Freedom of expression, once a blithe assumption of liberal democracies, has now become a more muddied concept which can lead to loss of life as well as liberty for journalists and writers.

Even universities, often seen as bastions of academic freedom, are, as pointed out in the editorial in this issue of Studies, “pursuing a ‘No Platform’ policy towards speakers whose views they do not, for one reason or another, wish to hear”. The university campus should be a “safe space”, free from emotional harm or potential offence, is the thinking.

In Ireland also, the editorial points out, many “feel that media coverage of important questions of public social policy, particularly such so-called ‘neuralgic’ questions as same-sex marriage and abortion (but there are others), tends to be one-sided to the point of effectively ‘no-platforming’ the ‘wrong’ side easily disparaged – and therefore dismissed – as ‘the religious right’ or the like”.

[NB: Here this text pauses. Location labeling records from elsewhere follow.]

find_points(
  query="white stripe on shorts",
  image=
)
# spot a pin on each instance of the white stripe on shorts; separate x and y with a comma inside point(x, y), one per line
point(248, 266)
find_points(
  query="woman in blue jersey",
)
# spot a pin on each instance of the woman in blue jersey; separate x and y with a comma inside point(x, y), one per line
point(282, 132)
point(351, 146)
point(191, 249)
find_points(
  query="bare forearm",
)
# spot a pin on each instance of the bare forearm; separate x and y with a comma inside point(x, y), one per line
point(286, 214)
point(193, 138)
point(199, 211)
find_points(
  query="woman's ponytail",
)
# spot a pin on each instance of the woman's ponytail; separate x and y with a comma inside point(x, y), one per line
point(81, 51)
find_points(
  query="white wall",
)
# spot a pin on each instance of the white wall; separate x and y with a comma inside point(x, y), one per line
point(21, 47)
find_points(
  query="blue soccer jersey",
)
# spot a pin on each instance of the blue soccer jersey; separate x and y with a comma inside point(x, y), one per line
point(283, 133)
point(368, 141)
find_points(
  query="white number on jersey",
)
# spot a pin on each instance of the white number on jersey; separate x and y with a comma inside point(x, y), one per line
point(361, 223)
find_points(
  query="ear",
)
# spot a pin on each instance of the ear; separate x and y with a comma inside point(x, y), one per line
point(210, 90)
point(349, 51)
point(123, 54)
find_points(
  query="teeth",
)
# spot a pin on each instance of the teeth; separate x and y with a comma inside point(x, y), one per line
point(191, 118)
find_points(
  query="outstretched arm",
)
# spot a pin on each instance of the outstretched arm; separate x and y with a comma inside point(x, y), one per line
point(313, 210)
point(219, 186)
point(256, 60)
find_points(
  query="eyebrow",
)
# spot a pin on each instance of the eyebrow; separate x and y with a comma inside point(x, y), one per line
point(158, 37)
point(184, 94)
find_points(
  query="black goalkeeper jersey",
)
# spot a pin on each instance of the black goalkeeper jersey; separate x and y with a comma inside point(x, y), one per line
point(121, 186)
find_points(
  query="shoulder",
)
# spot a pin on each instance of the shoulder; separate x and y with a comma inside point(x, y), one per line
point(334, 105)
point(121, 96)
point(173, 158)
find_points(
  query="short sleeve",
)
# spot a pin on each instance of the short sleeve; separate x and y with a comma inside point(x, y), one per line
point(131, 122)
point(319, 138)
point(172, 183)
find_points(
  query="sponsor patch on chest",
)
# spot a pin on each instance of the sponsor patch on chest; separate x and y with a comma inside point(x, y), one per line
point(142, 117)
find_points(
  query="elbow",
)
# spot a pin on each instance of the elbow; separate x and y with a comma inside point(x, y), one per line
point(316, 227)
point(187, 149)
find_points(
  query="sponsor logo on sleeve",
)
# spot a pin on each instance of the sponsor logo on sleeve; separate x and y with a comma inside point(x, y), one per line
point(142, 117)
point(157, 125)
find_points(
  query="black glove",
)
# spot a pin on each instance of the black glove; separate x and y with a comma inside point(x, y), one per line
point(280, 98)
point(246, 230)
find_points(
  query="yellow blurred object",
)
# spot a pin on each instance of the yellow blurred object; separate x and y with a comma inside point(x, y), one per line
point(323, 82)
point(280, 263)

This is a fair point, but if but if you are editor of a newspaper which editorially favours one side, as is its right, are you obliged to give the same space to opinions from both sides? Muslims claim a right not to be offended by cartoons of the Prophet. Can Christians claim a similar right regarding their own beliefs?

Sacrilege

The more one delves into the ‘freedom of speech’ issue, the more muddied it can become. What is free speech for me is sacrilege for you.

Even within the Catholic Church there are divergences on where free speech ends and unapproved dissent begins, as Fr Gerry O’Hanlon SJ points out in a well-researched article. He quotes from the 1971 Vatican Instruction, Communio et Progressio, that for public opinion to emerge in a proper manner “it is absolutely essential that there be freedom to express ideas and attitudes”.

Not always for theologians, however. And if you accept a party political whip in Dáil Éireann, that means so much less freedom of speech.

Whatever else it is, freedom of speech is not an absolute.